Recep Tayyip Erdogan, Turkeys Prime Minister, secured a landslide election triumph late on Sunday night, winning a second five-year term with nearly half of the national vote after being forced by veiled threats of a military overthrow to call an early ballot..
Recep Tayyip Erdogan, Turkey’s Prime Minister, secured a landslide election triumph late on Sunday night, winning a second five-year term with nearly half of the national vote after being forced by veiled threats of a military overthrow to call an early ballot.
In what was seen as the most crucial Turkish election in at least a generation, Mr Erdogan’s Justice and Development Party (AKP) won 47 per cent of the vote, giving it a majority of about 130 in the 550-seat parliament in Ankara.

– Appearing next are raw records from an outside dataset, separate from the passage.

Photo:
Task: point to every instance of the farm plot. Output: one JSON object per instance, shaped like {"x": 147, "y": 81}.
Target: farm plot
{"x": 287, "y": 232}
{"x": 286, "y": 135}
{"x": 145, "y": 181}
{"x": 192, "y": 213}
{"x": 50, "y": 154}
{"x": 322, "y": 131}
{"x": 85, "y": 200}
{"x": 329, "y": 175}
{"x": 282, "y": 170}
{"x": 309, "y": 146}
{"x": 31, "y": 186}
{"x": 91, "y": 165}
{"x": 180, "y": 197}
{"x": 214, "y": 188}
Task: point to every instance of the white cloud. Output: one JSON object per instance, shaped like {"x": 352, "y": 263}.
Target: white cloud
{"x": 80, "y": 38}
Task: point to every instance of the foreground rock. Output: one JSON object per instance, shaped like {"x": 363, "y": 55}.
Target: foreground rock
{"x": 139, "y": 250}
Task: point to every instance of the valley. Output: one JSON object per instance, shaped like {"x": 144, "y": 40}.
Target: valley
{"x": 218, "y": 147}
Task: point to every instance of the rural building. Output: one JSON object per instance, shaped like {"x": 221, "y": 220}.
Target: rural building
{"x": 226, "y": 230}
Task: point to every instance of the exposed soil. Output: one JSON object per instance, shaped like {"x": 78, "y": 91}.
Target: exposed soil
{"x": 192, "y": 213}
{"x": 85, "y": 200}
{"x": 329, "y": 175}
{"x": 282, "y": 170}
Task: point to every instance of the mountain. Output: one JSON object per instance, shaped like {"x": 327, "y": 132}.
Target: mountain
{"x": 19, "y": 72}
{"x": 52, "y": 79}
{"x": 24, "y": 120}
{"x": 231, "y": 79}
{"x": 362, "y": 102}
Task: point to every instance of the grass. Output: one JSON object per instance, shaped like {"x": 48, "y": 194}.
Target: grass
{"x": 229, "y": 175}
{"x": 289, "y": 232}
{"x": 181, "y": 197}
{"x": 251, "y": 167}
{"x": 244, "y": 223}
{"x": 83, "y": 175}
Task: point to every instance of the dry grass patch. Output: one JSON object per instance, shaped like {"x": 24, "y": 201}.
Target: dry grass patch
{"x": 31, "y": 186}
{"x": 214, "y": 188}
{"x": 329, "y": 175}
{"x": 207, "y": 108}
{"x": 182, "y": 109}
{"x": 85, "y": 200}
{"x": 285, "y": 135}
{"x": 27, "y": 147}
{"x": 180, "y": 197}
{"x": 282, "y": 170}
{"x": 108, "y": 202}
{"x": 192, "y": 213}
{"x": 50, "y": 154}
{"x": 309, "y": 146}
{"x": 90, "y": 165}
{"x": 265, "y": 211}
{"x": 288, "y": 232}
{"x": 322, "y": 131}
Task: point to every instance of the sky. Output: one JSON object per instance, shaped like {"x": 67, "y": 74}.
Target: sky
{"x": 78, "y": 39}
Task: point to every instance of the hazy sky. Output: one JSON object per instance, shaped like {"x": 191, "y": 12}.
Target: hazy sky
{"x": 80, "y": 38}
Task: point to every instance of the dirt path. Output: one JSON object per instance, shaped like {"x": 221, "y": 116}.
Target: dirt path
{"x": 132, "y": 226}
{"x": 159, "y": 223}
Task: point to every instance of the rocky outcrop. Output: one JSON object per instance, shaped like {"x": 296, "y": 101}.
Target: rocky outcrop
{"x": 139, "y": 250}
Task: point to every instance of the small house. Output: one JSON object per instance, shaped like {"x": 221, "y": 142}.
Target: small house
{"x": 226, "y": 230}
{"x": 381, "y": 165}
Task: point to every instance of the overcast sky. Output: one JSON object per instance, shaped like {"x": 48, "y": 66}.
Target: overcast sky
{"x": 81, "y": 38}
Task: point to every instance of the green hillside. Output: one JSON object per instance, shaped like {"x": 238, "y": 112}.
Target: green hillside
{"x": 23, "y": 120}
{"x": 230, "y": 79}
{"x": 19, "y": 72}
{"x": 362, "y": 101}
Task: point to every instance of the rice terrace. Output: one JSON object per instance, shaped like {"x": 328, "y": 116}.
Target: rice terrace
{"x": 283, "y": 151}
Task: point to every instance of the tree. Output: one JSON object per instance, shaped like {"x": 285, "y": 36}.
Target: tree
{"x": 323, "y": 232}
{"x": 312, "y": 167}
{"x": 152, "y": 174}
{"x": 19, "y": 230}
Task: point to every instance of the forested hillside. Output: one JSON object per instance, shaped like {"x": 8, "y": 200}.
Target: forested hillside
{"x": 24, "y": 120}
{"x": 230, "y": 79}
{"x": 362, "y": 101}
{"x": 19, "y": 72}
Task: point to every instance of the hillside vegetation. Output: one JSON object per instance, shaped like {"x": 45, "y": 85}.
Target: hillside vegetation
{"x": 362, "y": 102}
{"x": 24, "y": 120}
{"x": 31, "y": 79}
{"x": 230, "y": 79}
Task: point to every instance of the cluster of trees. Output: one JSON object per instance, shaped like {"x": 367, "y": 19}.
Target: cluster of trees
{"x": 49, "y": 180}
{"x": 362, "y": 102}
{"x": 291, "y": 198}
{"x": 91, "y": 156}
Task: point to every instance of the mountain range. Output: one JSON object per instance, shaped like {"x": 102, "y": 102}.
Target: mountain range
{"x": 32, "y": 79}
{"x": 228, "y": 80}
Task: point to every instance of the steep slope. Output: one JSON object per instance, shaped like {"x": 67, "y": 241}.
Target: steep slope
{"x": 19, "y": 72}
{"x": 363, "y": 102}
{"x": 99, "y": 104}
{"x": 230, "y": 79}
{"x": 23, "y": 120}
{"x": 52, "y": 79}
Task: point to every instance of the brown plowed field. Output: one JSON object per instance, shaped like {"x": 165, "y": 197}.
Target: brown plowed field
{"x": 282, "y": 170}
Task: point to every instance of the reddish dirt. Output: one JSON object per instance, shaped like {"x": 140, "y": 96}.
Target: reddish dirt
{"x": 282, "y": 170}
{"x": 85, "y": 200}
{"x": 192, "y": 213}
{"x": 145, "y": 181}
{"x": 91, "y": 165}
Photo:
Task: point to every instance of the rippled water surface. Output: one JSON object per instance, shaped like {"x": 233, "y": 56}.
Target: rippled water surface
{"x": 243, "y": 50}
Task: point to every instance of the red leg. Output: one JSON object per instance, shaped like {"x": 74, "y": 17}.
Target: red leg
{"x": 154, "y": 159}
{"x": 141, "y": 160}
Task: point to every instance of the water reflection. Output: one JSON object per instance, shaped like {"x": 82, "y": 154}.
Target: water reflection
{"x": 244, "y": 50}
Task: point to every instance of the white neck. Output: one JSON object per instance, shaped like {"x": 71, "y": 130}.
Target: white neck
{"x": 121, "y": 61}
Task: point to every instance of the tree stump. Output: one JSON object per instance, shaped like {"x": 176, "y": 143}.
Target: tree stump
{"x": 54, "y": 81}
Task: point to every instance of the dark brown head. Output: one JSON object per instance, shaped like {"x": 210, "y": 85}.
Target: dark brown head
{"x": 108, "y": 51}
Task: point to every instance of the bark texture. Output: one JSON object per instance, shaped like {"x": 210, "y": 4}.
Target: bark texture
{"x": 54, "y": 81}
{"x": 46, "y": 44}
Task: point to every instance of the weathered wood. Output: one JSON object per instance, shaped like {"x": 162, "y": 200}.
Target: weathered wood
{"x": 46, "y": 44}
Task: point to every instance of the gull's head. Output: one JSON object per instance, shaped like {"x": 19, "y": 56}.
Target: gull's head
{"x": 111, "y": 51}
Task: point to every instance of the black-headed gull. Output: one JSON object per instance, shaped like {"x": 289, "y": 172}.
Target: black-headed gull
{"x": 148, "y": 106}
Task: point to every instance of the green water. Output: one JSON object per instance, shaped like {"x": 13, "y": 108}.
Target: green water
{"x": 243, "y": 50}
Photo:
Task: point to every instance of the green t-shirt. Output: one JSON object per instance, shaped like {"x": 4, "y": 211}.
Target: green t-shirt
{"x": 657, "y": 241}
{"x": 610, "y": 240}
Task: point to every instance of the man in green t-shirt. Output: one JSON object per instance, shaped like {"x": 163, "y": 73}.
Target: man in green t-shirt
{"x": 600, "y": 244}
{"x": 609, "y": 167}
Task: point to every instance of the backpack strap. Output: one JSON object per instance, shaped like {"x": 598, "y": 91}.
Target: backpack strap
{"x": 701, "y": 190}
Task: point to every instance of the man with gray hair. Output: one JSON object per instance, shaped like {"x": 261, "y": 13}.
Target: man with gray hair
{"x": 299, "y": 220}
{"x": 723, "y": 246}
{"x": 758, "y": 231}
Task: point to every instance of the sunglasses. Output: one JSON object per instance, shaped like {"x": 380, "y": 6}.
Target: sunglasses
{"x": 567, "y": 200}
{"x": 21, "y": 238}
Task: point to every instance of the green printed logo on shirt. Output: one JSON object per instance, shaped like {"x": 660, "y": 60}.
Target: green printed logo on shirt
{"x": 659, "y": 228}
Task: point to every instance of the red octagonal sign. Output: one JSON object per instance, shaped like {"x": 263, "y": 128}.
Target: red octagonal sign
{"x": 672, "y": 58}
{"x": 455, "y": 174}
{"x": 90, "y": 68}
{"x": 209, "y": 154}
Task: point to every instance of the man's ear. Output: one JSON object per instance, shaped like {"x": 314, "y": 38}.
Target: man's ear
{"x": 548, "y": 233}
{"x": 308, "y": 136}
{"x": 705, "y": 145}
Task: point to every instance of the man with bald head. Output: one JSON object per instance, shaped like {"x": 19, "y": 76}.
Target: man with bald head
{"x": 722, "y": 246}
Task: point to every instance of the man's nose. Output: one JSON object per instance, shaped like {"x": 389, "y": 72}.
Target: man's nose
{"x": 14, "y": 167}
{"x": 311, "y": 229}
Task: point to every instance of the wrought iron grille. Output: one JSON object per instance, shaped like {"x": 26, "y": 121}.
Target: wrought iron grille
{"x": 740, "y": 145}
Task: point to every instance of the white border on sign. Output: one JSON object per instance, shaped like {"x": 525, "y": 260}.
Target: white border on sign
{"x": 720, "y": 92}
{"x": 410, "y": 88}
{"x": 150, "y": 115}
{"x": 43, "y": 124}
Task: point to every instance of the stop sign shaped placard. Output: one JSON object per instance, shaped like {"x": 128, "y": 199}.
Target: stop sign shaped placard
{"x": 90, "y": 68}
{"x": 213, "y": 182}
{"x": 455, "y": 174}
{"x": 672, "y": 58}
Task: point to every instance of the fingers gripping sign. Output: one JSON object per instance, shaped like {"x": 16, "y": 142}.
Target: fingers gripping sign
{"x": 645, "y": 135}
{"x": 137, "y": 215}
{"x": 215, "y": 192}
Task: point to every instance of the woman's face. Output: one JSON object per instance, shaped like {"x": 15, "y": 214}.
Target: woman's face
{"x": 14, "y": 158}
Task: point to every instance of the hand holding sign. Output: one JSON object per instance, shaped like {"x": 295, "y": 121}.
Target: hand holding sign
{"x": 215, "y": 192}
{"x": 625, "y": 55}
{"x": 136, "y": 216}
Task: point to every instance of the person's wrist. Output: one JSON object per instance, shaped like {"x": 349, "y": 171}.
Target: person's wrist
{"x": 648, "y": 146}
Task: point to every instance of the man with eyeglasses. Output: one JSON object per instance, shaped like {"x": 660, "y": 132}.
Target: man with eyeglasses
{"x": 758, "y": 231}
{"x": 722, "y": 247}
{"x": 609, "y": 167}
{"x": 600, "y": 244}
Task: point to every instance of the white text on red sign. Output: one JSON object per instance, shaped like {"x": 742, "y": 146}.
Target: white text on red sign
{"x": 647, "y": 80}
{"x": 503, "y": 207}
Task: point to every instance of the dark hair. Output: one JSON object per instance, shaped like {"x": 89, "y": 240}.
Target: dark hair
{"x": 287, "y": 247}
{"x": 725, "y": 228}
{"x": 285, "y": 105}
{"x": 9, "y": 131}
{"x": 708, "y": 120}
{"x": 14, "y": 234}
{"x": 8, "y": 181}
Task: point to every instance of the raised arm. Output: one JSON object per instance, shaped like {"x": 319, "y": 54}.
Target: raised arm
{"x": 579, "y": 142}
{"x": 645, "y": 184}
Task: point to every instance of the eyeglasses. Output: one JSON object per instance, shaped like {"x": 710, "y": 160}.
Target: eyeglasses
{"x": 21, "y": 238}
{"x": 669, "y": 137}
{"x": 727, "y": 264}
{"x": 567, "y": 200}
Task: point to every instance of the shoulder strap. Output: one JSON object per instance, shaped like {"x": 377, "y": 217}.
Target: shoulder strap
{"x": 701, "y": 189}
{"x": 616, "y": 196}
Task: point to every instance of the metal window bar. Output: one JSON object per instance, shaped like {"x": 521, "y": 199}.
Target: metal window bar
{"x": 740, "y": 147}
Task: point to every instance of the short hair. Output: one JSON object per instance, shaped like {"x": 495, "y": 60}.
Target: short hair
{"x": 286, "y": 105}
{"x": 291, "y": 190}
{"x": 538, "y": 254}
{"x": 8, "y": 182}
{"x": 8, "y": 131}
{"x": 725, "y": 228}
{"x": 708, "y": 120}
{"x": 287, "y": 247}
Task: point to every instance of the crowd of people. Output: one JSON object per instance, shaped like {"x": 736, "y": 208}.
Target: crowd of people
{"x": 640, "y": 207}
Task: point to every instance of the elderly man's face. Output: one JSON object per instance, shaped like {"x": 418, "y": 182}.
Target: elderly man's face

The vote vindicated Mr Erdogan’s gamble in calling the election four months early after the military, the opposition, and the constitutional court stymied his choice of president in April. As he said in a magnanimous victory speech last night in Ankara, it was the first time in more than 50 years a Turkish governing party had been returned with a bigger share of the vote.
The AKP put on 13 per cent compared with its 2002 breakthrough.
The CHP, or Republican People’s party, came second with 21 per cent; the only other party to enter parliament, the rightwing nationalist MHP, took 14 per cent . Turks turned out in searing heat, deserting resorts on the Aegean and Mediterranean coasts to award Mr Erdogan his thumping majority.
More than 80 per cent of the electorate voted in what Mr Erdogan declared a big test for democracy — an implicit dig at the generals and their political allies, whose attempt to undermine the government ended in fiasco.
While Mr Erdogan’s parliamentary majority is more than comfortable, his seat tally fell by 22 because more parties and independents got into Parliament.
The victory set the scene for an unprecedented 10-year rule by the charismatic Prime Minister who first emerged from the conservative, religious right. Suspicion about his alleged religious agenda fuelled a vituperative campaign.
European Union (EU) membership remained a commitment, he said, challenging the growing hostility to Turkey’s EU ambitions among centre-right governments in Europe.
Mr Erdogan has been confronted by the military, the Opposition and million-strong street protests in recent weeks.
The scale of his victory shored up his government’s legitimacy both domestically and internationally.